🧵 So to recap something that happened yesterday, as I see it:

Yesterday Mastodon gGmbH sent out an email to mastodon.social and .online users announcing a new TOS. The TOS would take effect July 1, and would ship in the next version of the Mastodon server software as a suggested "template" TOS instances could adopt.

This TOS had multiple problems, and several people said so loudly. This morning, Mastodon announced they're backing off and taking additional legal advice:

https://mastodon.social/@Mastodon/114709820512537821

The problems I saw raised were:

Raised by me: The new intellectual property clause was permanent/irrevokable; Mastodon retained rights to your posts even after they were deleted.
https://github.com/mastodon/mastodon/issues/35086

Raised by Cory Doctorow: The new TOS forced users to give up the right to sue in court, & forced use of arbitration instead. 😬
https://mamot.fr/@pluralistic/114706885462760813

Raised by Sarah Jamie Lewis and others: It was ambiguous if *other federated servers* counted as "users" under the TOS.
https://mastodon.social/@sarahjamielewis/114699476927561899

New Terms of Service IP clause cannot be terminated or revoked, not even by deleting content · Issue #35086 · mastodon/mastodon

Summary Since it first opened, mastodon.social has operated without any sort of explicit IP grant from the users to the service, which is unusual for a social networking service. Today Mastodon ann...

GitHub
When they announced this, Mastodon didn't seem to realize their new terms would be controversial. They also seemed to believe there had been adequate community review time because a version of the TOS had been posted in their git repo for a year. I raise my eyebrow at both these things (didn't think arbitration would be controversial, really?)… but Mastodon *is* a nonprofit that was working with a pro-bono lawyer, and their rapid backoff once the community started engaging shows good faith.

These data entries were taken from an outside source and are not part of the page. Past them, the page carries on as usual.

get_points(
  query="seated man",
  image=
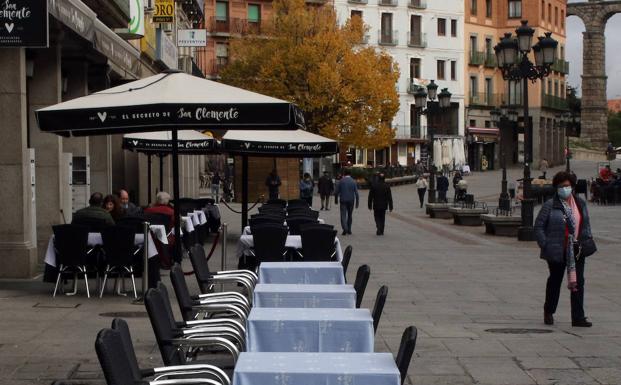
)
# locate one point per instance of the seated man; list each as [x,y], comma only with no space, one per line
[94,214]
[129,208]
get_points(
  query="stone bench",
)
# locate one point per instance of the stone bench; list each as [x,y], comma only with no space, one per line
[438,210]
[501,225]
[464,216]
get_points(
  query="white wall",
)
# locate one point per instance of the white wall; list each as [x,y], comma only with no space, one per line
[438,48]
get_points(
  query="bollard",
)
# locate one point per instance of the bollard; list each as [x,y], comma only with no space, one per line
[145,250]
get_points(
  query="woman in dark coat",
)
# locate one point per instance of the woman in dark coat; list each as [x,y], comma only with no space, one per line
[563,232]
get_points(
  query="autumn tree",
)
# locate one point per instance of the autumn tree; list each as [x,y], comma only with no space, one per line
[347,91]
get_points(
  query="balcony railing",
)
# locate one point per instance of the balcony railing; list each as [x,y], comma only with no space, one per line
[561,66]
[388,39]
[409,132]
[482,99]
[490,60]
[554,102]
[417,39]
[389,3]
[476,58]
[417,4]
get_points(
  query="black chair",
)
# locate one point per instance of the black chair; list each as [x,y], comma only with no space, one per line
[175,345]
[294,223]
[94,225]
[360,285]
[346,258]
[119,368]
[269,242]
[195,308]
[119,325]
[119,251]
[71,245]
[206,279]
[318,242]
[406,350]
[380,301]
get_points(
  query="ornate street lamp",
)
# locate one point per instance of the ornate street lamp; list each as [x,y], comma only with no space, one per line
[512,54]
[504,118]
[421,99]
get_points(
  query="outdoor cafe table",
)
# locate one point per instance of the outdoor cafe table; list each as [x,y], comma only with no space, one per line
[246,242]
[309,330]
[95,239]
[314,273]
[307,296]
[316,369]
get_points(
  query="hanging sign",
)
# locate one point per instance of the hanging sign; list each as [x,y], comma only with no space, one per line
[164,11]
[136,18]
[192,37]
[23,23]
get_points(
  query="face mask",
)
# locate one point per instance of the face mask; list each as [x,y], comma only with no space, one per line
[564,192]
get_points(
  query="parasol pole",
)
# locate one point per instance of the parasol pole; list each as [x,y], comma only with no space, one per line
[175,157]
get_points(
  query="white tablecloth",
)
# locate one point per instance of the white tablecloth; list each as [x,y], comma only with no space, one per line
[316,369]
[246,242]
[309,273]
[309,330]
[95,239]
[306,296]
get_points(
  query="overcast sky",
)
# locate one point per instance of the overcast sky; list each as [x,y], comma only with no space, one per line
[575,27]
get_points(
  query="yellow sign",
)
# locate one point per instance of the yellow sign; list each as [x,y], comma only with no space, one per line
[164,11]
[148,43]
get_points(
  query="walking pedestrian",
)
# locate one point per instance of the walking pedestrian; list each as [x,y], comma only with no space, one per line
[347,191]
[215,186]
[306,189]
[273,183]
[442,187]
[563,232]
[380,200]
[325,186]
[421,186]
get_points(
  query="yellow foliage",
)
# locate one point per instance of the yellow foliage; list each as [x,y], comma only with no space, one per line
[347,91]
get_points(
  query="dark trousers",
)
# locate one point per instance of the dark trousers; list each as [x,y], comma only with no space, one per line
[553,289]
[347,209]
[380,220]
[421,196]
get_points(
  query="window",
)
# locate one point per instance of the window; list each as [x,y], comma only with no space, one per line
[515,8]
[440,70]
[441,27]
[474,86]
[356,14]
[254,13]
[386,29]
[222,11]
[415,68]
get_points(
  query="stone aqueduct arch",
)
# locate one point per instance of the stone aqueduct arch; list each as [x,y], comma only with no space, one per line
[594,14]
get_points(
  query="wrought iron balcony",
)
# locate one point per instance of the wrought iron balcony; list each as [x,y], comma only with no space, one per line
[417,39]
[389,38]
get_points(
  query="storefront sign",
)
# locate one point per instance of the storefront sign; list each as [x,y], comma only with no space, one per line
[136,17]
[23,23]
[192,38]
[148,43]
[167,51]
[164,11]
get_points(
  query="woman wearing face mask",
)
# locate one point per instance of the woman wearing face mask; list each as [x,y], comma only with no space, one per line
[563,232]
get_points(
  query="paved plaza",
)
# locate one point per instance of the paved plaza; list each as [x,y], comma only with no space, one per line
[458,286]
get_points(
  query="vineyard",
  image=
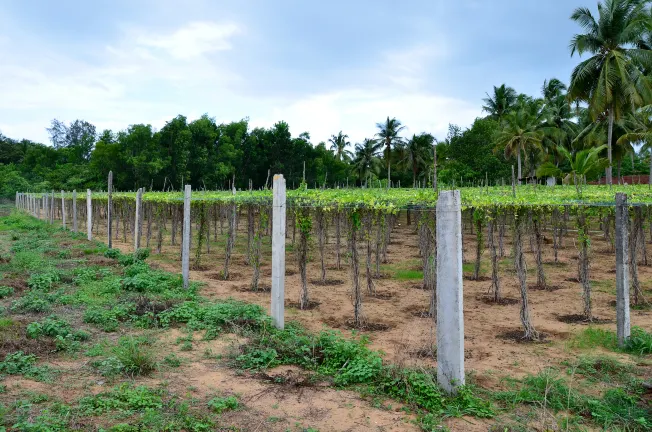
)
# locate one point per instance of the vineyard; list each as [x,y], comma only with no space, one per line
[539,262]
[362,223]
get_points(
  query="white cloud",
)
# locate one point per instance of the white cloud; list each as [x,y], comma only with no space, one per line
[192,40]
[141,78]
[149,77]
[356,112]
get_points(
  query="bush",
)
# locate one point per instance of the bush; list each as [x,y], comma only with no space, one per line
[43,281]
[218,405]
[136,358]
[112,253]
[108,319]
[6,291]
[55,327]
[124,398]
[35,301]
[18,363]
[639,342]
[141,254]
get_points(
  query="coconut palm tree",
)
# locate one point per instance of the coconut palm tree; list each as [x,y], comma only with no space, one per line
[388,134]
[521,130]
[501,102]
[638,128]
[558,127]
[339,145]
[366,162]
[417,154]
[612,81]
[585,163]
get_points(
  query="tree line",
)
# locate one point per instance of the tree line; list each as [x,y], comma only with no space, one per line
[574,132]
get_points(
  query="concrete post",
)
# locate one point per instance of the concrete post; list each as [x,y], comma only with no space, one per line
[89,215]
[52,207]
[622,269]
[139,204]
[450,313]
[278,252]
[185,243]
[109,210]
[74,211]
[63,210]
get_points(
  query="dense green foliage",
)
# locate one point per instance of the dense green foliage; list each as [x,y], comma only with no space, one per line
[607,102]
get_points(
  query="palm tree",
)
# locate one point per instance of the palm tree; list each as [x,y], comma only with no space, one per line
[366,162]
[501,102]
[611,81]
[585,163]
[339,144]
[520,132]
[418,153]
[558,127]
[388,135]
[639,130]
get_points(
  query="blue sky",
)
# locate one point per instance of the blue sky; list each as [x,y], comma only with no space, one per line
[320,66]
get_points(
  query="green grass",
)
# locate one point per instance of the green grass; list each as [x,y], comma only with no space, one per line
[639,343]
[408,275]
[128,296]
[616,408]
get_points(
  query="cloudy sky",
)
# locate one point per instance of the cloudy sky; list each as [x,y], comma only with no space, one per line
[320,66]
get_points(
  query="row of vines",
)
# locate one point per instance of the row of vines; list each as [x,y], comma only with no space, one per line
[359,226]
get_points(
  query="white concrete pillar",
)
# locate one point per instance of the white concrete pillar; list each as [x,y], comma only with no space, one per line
[185,243]
[622,269]
[89,215]
[63,210]
[74,211]
[450,312]
[109,211]
[139,205]
[278,252]
[52,207]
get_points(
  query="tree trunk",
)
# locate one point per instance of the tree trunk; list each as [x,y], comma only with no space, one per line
[368,223]
[305,226]
[541,276]
[495,281]
[501,235]
[518,158]
[478,216]
[519,265]
[585,279]
[355,269]
[389,149]
[609,138]
[649,179]
[321,239]
[230,241]
[633,258]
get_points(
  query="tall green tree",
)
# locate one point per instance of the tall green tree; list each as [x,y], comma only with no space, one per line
[521,131]
[418,154]
[366,162]
[500,102]
[611,81]
[638,127]
[388,134]
[339,144]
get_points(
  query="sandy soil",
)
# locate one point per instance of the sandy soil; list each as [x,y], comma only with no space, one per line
[489,357]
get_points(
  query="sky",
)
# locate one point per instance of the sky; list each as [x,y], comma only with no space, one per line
[320,66]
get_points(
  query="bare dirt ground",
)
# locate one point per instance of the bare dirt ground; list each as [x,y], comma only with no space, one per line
[489,356]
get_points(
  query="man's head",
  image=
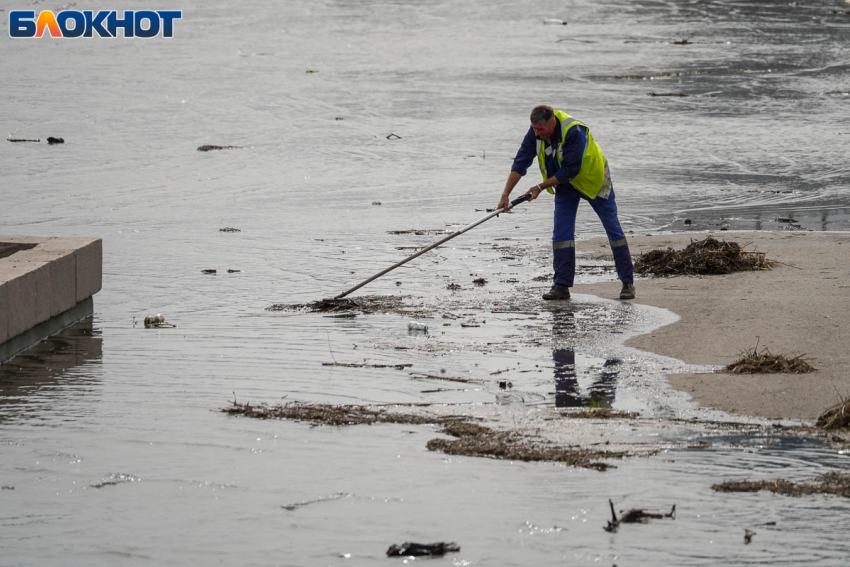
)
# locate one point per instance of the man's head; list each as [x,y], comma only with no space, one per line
[543,121]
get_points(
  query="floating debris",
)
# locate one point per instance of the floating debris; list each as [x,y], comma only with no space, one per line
[420,327]
[470,439]
[335,496]
[157,322]
[645,77]
[327,414]
[754,362]
[707,256]
[408,549]
[365,304]
[837,417]
[113,479]
[210,147]
[831,483]
[602,413]
[478,441]
[634,516]
[364,365]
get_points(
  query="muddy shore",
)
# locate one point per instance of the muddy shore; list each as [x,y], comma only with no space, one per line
[800,307]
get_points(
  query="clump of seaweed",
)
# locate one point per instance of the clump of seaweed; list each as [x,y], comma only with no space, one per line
[471,439]
[830,483]
[602,413]
[837,417]
[325,414]
[367,304]
[703,257]
[755,362]
[478,441]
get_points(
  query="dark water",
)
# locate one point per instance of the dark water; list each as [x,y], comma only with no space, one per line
[112,448]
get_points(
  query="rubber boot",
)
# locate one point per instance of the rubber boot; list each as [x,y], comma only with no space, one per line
[564,263]
[623,260]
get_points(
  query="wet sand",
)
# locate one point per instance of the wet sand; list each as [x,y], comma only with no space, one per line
[800,307]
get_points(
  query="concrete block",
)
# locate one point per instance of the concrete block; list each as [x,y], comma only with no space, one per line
[4,310]
[28,286]
[62,274]
[89,268]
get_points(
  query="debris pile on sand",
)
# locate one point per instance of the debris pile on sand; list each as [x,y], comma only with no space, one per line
[837,417]
[754,362]
[830,483]
[470,439]
[707,256]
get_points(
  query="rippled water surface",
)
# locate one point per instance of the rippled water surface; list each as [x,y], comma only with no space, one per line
[113,451]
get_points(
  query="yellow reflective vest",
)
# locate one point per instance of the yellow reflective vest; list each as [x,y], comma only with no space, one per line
[591,177]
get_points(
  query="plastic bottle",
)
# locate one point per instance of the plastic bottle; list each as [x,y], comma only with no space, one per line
[414,326]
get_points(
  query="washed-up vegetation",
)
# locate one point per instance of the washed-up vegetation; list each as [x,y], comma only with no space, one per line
[831,483]
[836,417]
[364,304]
[763,362]
[469,439]
[703,257]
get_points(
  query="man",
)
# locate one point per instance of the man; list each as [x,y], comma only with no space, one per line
[573,169]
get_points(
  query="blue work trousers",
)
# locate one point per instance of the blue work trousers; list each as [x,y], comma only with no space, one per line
[563,236]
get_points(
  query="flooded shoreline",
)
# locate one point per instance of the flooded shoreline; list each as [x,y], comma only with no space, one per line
[113,446]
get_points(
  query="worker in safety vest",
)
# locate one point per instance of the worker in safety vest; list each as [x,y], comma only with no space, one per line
[573,168]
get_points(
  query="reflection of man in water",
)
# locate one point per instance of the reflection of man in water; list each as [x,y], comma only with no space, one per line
[573,168]
[601,393]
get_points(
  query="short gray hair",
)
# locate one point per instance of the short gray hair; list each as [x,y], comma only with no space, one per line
[542,113]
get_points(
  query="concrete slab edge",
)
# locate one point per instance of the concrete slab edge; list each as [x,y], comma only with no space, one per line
[33,336]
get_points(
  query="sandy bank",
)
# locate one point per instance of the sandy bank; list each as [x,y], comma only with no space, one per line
[799,307]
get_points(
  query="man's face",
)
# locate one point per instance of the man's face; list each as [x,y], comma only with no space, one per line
[544,130]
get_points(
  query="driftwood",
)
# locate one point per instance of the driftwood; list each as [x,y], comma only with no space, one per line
[634,516]
[408,549]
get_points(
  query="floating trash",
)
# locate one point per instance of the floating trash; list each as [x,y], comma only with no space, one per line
[417,327]
[157,322]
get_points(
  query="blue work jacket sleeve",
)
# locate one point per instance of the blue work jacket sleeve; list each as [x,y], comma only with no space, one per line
[573,152]
[526,154]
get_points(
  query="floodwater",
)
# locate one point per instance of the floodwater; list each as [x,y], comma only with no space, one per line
[113,451]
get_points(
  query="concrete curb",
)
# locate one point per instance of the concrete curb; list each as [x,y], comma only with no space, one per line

This is not over. Mastodon is, I hope? getting better legal advice now— I know Doctorow reached out offering to get the EFF to help— and that will probably by itself fix the ambiguity about who is a "user", and the ambiguity some people complained about whether German or US law was controlling.

However, the new TOS is still coming, and TOSes by nature balance the admins' and the user's interests, so that balance will need to be negotiated. Arbitration, for example, very well might come back.

The big problem, as I see it, is that Mastodon is now opening the pandora's box of making the content licensing situation of the Fediverse explicit, which in a federated environment will be *very* hard to do without crushing someone's toes, somewhere. (Personally, I really *liked* that all this time the licensing situation of Mastodon has been implicit; I was happy just letting laches and deletion notices do all the work. But I understand if Mastodon gGmbH doesn't feel they can do that forever.)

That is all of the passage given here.